Residents across Fulham, Chelsea and Hammersmith are being urged to make their views known on NHS proposals to close Accident & Emergency services at Charing Cross and Hammersmith hospitals, with a further option of closing A&E at the Chelsea & Westminster Hospital.
Plans to close four Accident & Emergency (A&E) units in North West London moved a step closer this week (June 25) as the Joint Committee of Primary Care Trusts agreed to formally propose closing four of the nine A&E centres in the area.
The NHS proposals include downgrading Charing Cross and Hammersmith hospitals from ‘major’ centres, with a wide range of clinical specialisms, to ‘local’ hospitals. Charing Cross and Hammersmith would both lose their A&Es under the NHS preferred option and the hyper-acute stroke unit at Charing Cross would also go. The NHS consultation begins next month. One option in the consultation is for Chelsea & Westminster to lose its A&E instead of Charing Cross.
Greg Hands M.P. told the Fulham Chronicle and the Kensington & Chelsea Informer: “I have been warning since 2005 that NHS bureaucrats have been downgrading services at Charing Cross, and now their renewed proposal to end A&E services comes as a hammer blow to Hammersmith & Fulham residents.
“This is also bad news for Kensington and Chelsea residents, as it is not clear that Chelsea & Westminster hospital will have the capacity to take up to an extra 100,000 A&E admissions each year. This would mean one extra A&E admission from the Borough of Hammersmith& Fulham every 5 minutes at the Chelsea & Westminster hospital.
“I will fight this very hard. It is clear to me that A&E services at both Charing Cross and Chelsea & Westminster can, and must, survive”

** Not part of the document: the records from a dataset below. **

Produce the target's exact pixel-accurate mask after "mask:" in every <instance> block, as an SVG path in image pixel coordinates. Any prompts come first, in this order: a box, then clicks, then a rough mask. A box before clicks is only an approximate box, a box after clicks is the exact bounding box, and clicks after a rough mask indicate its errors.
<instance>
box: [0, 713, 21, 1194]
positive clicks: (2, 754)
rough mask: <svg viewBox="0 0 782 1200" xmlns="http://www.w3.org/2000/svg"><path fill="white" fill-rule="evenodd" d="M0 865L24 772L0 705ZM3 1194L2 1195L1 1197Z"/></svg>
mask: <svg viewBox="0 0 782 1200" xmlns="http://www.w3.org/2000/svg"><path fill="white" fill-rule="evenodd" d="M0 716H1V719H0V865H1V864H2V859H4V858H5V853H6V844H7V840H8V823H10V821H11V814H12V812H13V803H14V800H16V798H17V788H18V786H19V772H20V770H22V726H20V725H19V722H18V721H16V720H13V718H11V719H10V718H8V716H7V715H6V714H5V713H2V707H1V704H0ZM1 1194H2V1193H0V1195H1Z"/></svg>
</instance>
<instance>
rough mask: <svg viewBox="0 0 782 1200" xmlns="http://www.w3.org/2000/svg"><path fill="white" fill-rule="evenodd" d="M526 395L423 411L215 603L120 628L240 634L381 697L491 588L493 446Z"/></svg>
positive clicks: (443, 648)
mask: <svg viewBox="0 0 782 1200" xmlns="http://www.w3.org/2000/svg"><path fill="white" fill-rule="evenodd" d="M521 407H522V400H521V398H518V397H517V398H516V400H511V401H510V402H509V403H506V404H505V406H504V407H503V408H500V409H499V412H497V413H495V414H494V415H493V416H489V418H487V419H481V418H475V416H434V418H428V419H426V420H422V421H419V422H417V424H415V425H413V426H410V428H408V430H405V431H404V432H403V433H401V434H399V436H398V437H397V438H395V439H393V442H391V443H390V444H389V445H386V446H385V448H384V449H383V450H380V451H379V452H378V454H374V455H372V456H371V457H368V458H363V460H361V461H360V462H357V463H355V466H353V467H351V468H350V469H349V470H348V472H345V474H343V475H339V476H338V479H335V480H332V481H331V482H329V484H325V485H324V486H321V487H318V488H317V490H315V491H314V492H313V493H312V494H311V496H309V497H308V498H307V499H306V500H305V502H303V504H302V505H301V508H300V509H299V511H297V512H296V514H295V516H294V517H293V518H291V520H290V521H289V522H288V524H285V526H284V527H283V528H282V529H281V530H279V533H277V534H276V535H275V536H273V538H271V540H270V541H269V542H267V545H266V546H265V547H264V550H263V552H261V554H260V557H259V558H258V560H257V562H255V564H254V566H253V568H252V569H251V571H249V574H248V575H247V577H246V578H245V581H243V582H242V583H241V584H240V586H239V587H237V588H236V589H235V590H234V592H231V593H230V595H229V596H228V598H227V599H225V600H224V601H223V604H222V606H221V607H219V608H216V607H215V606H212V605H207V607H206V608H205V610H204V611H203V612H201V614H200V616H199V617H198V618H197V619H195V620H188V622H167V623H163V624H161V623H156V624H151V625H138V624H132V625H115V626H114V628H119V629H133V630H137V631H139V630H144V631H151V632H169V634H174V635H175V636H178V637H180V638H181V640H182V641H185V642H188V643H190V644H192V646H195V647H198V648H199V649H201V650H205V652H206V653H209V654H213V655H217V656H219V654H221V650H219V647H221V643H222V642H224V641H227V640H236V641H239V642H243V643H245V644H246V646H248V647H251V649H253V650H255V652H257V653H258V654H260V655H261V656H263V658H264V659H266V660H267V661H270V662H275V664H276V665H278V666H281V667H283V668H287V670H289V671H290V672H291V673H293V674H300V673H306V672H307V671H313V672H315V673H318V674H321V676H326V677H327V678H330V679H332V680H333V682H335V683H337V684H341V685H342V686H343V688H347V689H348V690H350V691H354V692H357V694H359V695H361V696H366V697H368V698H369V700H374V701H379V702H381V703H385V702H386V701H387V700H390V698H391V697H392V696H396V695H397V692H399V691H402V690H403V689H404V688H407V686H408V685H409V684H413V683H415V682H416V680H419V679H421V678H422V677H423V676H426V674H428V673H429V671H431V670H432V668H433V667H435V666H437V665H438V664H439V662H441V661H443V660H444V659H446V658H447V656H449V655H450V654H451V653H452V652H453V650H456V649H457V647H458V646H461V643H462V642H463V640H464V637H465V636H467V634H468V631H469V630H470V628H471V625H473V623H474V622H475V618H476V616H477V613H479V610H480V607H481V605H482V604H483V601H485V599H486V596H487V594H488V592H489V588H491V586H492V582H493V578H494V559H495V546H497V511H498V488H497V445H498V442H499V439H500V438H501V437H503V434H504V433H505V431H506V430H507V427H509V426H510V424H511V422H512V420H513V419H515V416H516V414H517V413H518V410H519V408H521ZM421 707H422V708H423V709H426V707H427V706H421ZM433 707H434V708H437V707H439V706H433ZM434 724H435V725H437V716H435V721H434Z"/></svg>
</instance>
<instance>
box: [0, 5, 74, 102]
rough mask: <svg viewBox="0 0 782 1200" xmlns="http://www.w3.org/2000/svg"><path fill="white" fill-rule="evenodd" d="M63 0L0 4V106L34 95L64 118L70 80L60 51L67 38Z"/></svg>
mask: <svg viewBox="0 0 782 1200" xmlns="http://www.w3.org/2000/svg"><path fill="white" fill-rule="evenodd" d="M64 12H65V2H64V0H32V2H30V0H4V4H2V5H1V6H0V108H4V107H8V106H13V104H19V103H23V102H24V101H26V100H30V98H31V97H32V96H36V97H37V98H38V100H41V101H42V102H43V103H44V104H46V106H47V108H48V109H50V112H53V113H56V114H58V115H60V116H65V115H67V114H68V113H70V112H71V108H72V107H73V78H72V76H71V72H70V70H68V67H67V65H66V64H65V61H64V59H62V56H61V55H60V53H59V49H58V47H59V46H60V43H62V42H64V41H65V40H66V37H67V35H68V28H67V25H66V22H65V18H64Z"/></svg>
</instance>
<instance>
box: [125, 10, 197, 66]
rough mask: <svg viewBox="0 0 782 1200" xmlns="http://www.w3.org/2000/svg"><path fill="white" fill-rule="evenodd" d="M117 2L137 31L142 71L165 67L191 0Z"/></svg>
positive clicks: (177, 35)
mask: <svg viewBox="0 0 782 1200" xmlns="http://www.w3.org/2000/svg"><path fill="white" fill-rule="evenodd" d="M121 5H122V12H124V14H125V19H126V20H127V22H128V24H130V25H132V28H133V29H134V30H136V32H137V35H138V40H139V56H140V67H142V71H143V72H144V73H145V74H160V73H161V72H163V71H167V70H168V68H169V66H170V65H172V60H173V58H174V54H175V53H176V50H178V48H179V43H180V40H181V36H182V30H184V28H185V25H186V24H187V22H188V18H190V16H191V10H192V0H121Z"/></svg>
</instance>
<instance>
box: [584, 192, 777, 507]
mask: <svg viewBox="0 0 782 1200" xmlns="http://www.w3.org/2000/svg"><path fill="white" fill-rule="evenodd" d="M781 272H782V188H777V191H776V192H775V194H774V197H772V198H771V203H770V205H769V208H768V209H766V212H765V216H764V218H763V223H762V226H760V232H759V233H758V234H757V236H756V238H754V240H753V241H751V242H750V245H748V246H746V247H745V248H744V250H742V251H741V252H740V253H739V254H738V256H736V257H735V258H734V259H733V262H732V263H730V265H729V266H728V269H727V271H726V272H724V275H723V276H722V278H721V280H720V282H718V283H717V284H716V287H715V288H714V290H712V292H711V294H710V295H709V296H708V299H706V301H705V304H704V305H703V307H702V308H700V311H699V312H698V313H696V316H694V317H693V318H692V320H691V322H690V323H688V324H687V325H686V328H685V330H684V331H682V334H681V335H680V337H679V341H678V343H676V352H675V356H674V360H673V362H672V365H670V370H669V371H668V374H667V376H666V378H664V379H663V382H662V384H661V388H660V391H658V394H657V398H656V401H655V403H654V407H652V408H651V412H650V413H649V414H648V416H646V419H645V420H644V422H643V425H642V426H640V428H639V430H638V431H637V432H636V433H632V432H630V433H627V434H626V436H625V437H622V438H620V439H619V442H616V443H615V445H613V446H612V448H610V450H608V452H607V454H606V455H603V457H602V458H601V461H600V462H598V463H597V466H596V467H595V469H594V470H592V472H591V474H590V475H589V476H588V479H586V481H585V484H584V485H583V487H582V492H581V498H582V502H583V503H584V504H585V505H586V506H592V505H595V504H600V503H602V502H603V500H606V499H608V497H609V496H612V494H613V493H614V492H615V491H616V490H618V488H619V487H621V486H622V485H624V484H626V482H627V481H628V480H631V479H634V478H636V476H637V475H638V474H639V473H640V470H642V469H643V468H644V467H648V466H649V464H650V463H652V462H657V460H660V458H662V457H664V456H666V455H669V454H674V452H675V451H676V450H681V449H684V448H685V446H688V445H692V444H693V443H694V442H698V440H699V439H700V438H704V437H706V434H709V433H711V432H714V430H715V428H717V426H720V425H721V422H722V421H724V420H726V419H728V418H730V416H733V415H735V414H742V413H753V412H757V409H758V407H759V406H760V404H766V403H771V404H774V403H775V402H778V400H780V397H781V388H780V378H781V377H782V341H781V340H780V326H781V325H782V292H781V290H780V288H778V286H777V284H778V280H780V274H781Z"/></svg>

Hammersmith & Fulham (H&F) Council has vowed to fight the plans ‘tooth and nail’ and Cllr Marcus Ginn, H&F Cabinet Member for Community Services, has called on the community to unite against the threat.
Cllr Ginn says: “Once again the residents of H&F are facing a huge threat to local hospital services. We are faced with losing not just one A&E, but both our A&Es at Hammersmith and Charing Cross. The NHS bureaucrats who are about to launch a consultation on these proposals have failed to realise the devastating impact this would have on journey times in what is the second most congested borough in London.
“They have also failed to take into account the thousands of new homes that are being built in west London - we need more access to hospitals, not less.
“If these proposals go ahead we will lose decades of clinical expertise and skills built up at Charing Cross. H&F Council will not stand idly by and allow this to happen.
“Yet, if we are to be successful, we need to be united. Therefore I am calling on everybody and anybody who has an interest in retaining frontline hospital services in H&F to join the council in a single campaign to protect local hospital services at Charing Cross and Hammersmith. The bigger our voice the more likely we are to be heard. The community has fought off similar proposals before and we will do so again.”
Dozens of people turned up to a protest outside Charing Cross hospital this week and thousands have already signed one of the two council petitions against the closure plans.